Figure 2: Training and validation losses when input data consists of either two or three channels. The loss was computed approximately nine times per epoch, every 500 performances, each of which consists of 50.4 notes (training samples) on average.
Figure 3: The upper plot shows predicted shifts and the ground truth for a validation performance. Every straight line segment shows the single scalar prediction for one note, stretched over the duration of frames. The bottom plot shows the original pitch track, which is considered in tune, the track after de-tuning, and the result of applying autotuning.
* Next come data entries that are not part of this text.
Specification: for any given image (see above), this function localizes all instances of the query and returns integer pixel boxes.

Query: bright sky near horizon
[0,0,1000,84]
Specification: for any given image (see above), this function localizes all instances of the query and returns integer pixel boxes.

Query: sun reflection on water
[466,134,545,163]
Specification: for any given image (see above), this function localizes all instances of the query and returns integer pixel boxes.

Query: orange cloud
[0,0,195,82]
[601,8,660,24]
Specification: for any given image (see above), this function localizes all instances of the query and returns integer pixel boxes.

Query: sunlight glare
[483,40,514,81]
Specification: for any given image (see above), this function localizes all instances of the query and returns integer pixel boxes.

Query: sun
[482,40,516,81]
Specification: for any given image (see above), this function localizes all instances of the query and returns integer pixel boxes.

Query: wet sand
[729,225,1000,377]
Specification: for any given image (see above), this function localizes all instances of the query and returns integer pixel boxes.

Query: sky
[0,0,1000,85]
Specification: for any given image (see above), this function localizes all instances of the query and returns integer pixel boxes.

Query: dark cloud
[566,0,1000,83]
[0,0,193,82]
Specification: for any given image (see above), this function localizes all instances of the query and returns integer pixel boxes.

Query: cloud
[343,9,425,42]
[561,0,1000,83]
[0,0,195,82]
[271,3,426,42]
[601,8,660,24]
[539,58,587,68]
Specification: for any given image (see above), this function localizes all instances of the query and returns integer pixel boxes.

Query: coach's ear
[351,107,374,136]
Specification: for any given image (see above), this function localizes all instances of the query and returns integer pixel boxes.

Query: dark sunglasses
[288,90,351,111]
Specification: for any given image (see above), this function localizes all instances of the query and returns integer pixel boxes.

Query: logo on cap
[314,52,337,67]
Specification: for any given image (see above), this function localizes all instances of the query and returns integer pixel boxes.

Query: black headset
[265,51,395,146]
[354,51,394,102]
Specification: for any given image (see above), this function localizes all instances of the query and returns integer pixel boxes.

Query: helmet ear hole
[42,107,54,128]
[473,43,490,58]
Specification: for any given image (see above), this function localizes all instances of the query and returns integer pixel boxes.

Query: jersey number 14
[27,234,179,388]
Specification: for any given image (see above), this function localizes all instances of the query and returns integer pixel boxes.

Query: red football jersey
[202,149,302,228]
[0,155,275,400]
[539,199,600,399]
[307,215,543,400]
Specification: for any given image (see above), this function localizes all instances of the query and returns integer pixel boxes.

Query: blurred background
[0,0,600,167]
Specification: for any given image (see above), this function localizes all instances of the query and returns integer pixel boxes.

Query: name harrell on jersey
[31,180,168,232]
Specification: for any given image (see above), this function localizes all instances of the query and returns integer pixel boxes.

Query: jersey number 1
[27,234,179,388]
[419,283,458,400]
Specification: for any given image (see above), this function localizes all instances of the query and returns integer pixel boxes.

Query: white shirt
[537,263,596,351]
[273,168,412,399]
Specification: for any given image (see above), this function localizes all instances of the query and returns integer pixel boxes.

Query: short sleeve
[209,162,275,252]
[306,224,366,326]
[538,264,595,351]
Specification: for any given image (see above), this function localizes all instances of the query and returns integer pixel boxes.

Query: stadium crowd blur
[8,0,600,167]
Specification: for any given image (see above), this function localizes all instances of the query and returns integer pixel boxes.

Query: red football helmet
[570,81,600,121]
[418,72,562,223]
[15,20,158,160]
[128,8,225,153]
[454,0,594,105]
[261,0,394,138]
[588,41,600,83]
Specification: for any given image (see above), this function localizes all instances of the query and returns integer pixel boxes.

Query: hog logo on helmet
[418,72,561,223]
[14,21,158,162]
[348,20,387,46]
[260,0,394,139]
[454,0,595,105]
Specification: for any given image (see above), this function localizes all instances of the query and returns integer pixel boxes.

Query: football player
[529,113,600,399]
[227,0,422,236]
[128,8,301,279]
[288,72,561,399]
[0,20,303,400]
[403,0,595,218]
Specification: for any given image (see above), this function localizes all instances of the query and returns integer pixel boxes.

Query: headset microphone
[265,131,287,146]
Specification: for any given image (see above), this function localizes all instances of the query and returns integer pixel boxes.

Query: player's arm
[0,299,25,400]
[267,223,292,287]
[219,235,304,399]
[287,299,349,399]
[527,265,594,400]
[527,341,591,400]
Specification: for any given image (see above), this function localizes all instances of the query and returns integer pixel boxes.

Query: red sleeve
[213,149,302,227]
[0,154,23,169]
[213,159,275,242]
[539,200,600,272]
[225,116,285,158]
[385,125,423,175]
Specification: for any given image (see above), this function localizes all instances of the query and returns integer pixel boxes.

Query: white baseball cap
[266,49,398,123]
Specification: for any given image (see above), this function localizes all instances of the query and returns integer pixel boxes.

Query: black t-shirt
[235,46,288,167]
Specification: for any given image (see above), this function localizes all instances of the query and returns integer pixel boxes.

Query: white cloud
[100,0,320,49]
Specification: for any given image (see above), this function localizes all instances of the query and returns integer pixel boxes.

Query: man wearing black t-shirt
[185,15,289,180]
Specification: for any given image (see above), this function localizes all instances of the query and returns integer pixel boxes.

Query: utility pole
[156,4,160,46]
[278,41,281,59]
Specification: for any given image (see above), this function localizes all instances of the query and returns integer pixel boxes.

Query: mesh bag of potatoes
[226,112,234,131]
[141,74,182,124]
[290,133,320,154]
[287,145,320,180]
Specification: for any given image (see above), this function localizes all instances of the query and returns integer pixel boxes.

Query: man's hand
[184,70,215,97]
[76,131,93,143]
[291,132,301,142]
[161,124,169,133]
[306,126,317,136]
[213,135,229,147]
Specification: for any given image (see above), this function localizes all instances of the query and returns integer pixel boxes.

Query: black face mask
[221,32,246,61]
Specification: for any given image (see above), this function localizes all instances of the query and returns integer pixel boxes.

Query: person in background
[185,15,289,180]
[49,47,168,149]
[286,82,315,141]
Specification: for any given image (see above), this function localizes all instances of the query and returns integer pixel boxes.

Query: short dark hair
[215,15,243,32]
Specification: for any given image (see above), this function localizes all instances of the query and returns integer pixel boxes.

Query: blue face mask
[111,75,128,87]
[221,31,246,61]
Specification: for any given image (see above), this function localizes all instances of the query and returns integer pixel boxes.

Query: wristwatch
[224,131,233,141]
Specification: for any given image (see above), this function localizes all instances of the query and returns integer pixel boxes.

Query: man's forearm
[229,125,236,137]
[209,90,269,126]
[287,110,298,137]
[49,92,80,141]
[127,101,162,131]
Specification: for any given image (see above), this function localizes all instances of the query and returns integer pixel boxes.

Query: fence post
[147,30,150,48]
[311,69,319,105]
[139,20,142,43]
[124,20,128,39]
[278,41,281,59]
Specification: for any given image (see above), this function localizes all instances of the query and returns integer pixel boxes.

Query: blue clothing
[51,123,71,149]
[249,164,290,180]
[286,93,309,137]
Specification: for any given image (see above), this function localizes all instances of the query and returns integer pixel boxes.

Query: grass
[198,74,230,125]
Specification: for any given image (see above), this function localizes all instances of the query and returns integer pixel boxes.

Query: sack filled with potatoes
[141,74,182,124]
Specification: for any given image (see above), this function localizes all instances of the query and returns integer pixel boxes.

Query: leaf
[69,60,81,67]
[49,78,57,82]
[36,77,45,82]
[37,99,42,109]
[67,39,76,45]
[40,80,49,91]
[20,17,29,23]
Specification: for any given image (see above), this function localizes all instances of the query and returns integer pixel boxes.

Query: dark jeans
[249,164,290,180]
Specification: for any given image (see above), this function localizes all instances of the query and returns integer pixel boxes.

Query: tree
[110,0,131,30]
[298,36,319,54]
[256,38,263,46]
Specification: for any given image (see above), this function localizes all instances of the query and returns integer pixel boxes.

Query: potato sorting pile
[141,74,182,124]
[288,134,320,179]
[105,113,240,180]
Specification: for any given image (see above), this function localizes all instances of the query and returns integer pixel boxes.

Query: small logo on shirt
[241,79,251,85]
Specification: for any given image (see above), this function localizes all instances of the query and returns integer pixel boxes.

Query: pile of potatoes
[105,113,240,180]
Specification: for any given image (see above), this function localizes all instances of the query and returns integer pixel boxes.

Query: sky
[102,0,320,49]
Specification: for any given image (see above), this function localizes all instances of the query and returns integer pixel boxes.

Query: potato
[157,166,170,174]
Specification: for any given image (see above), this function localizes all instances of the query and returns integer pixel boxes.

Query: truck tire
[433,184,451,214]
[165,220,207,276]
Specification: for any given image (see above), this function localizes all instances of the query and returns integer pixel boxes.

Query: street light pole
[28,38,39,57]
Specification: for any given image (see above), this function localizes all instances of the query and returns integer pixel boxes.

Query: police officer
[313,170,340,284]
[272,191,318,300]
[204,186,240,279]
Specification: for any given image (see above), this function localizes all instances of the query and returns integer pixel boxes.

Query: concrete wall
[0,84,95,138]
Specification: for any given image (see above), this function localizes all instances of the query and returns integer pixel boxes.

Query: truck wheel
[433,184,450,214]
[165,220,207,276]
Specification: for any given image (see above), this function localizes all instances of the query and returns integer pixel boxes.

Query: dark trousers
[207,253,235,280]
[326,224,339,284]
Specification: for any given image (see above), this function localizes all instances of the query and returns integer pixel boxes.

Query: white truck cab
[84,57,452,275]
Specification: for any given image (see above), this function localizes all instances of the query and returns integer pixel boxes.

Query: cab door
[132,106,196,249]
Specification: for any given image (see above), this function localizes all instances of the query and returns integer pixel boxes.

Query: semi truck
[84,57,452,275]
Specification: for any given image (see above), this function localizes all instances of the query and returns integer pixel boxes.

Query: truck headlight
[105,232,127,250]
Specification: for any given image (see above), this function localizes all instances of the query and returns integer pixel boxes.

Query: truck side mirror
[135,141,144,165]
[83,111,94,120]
4 Experimental Results and Discussion

We trained on the full dataset, excluding a validation list of 508 songs, selected not to share the same backing track as the training songs. Figure 2 shows the training and validation loss, measured every 500 training songs, or 25200 notes on average. Within an epoch, training loss was computed as a running average over the samples visited up to that point within the epoch, while validation loss was computed every time over the full set. The average validation loss decreases to 0.123, corresponding to 35 cents. For comparison, we trained the model with two channels, omitting the thresholded difference channel. Figure 2 shows that loss did not decrease as quickly. In part, this is because loss only decreased with a learning rate 10 times smaller. Figure 3 compares predicted shifts and the ground truth on a validation sample and shows the result of using these shifts to autotune the de-tuned pYIN pitch tracks. In many cases, the autotuned track is close to the original, but some notes are off by a large value. To autotune the singing voice, we input the predicted corrections to a phase vocoder or professional pitch shifting program.111Sample audio results are available at http://homes.sice.indiana.edu/scwager/deepautotuner.html

Although the proposed network learns the pitch shift of a given note of singing voice with a substantially low MSE, we have not tested it on real-world data where the out-of-tune singing voice might have different characteristics from the synthesized ones. To properly address this issue in the future, we plan to use a subjective test where users can listen to the outputs of this pitch correction algorithm and determine whether the singing sounds more in tune than before. When using an automatic approach without score, there will always be some errors where the correction is in the wrong direction. One way to address this is to combine the algorithm with user input or fall back to the Auto-Tune algorithm when necessary.

5 Conclusion

This experiment is the first iteration of a deep-learning model that estimates pitch correction for an out-of-tune monophonic input vocal track using the instrumental accompaniment track as reference. Our results on a CGRU indicate that spectral information the accompaniment and vocal tracks is useful for determining the amount of pitch correction required at a note level. This project is an initial prototype that we plan to develop into a model that predicts frame-by-frame corrections without relying on knowledge of note boundaries. The model can also be trained on different musical genres than Western music, especially genres with more fluidly varying pitch, when data is available. While the current model outputs the amount by which singing should be shifted in pitch, the model can easily be extended to perform autotuning, either by post-processing the voice recording or by developing the model to directly output the modified audio.